The prison population is projected to top 21,000 by 2016.

At Ely State Prison, the state's only maximum-security facility, violent inmates who had been living alone now share their space, resulting in at least one death.

In December 2006, Anthony Beltran was killed, allegedly by cellmate Douglas Scott Potter.

The weapon was "the roller pin from inside the platen of the inmate's typewriter," Greg Cox, deputy director of operations for DOC, said in an affidavit. "It is easily accessible and easily concealed."

That was the first incident that sparked the typewriter ban, the attorney general's staff said in its response. The second was March 2007, when an inmate tried to stab a guard with a weapon that had been "fashioned from a piece of an inmate typewriter."

Officials announced the next day that typewriters were prohibited at Ely. The ban was extended to all prisons by May.

Inmate Russell Cohen sought injunctions in at least seven legal actions, saying the ban was unconstitutional. The state responded with its filing in June 2007.

At least 13 actions have been filed in federal court over the typewriter issue, said Alicia Lerud, a deputy attorney general. Three other U.S. cases are pending and at least four cases are in state court over the typewriter ban, she said.

Some inmates at the Ely facility say the attack on Beltran was destined to happen, regardless of the weapon used.

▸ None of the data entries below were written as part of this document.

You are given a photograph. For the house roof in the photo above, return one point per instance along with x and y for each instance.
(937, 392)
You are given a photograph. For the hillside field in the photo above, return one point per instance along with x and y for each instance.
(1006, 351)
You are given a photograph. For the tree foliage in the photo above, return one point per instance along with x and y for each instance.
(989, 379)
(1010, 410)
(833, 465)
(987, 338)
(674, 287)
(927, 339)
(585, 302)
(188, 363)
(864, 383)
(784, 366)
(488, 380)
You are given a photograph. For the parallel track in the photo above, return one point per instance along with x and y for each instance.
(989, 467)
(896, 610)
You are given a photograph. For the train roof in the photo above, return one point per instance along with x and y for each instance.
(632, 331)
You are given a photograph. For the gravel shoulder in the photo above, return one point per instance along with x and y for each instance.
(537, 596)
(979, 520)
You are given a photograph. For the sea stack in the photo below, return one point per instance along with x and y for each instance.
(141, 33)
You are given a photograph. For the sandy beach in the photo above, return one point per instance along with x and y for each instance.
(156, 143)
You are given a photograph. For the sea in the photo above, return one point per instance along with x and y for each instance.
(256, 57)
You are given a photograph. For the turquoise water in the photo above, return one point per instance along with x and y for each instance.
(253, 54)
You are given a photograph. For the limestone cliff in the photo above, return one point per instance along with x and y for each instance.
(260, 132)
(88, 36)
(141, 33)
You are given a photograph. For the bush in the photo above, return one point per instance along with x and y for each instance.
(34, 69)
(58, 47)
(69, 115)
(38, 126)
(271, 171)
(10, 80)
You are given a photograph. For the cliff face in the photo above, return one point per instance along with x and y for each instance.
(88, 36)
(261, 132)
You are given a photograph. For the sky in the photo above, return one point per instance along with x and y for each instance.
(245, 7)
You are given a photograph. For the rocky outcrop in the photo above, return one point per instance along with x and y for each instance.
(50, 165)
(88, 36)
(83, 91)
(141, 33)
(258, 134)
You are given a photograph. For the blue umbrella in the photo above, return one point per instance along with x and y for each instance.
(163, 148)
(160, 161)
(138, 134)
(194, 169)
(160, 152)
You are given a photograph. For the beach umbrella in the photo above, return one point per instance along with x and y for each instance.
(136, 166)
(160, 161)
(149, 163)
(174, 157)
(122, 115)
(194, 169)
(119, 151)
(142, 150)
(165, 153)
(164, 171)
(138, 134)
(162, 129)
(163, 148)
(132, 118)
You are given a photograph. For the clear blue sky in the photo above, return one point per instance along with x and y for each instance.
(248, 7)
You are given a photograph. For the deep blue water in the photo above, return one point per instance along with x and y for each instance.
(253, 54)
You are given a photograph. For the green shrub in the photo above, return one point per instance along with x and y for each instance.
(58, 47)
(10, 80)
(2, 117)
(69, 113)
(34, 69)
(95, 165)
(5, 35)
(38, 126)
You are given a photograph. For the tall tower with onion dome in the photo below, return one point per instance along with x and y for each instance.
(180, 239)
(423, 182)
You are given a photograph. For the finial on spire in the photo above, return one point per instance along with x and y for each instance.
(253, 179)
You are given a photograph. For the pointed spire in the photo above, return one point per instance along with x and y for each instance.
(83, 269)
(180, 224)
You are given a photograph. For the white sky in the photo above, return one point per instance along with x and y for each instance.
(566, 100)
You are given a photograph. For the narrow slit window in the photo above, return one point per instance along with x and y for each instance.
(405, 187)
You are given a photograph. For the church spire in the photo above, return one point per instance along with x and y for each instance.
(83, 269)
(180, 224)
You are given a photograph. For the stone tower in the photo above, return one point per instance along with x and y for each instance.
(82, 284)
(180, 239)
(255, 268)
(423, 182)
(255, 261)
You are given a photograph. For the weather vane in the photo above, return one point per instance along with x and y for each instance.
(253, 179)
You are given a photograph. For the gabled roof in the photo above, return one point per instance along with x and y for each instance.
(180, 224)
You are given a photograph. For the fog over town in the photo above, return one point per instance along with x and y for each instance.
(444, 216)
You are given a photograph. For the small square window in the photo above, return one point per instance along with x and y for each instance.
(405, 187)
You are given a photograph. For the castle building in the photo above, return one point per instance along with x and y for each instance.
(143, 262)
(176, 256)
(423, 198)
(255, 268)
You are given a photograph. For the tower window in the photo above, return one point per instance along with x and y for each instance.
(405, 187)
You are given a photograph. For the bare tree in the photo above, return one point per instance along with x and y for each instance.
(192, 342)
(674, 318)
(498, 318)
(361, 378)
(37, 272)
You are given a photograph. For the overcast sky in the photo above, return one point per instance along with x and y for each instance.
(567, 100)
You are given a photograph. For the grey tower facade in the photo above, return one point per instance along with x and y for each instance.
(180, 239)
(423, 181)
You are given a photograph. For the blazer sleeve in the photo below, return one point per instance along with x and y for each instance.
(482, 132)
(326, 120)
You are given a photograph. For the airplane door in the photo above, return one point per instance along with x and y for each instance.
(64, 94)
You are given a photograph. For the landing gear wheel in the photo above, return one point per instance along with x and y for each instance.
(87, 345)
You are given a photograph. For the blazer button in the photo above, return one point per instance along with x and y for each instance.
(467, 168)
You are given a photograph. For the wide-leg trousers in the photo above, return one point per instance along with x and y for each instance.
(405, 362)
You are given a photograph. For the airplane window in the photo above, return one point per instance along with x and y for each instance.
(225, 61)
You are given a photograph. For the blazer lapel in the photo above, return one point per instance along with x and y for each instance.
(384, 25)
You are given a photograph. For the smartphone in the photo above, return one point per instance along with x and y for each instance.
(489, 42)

"It is simply irrational to blame the December 2006 attack on a typewriter, when televisions, extension cords and even prison boots have been used and are available in situations similar to the December 2006 incident," inmates Travers Greene and Paul Browning said in a handwritten motion.

Browing said Potter told him that he had "repeatedly pleaded with prison officials not to place him in the cell with Mr. Beltran and if this happened, there would be trouble."

Potter also sent prison officials three notes stating his violent intentions.

In the first, Potter said he wanted to be in a single cell: "Whoever you decide I am to live with, so make sure he is big, knows how to fight, and ain't afraid to die."

In the second, he wrote, "I give fair warning that whoever you move in I will physically assault savagely."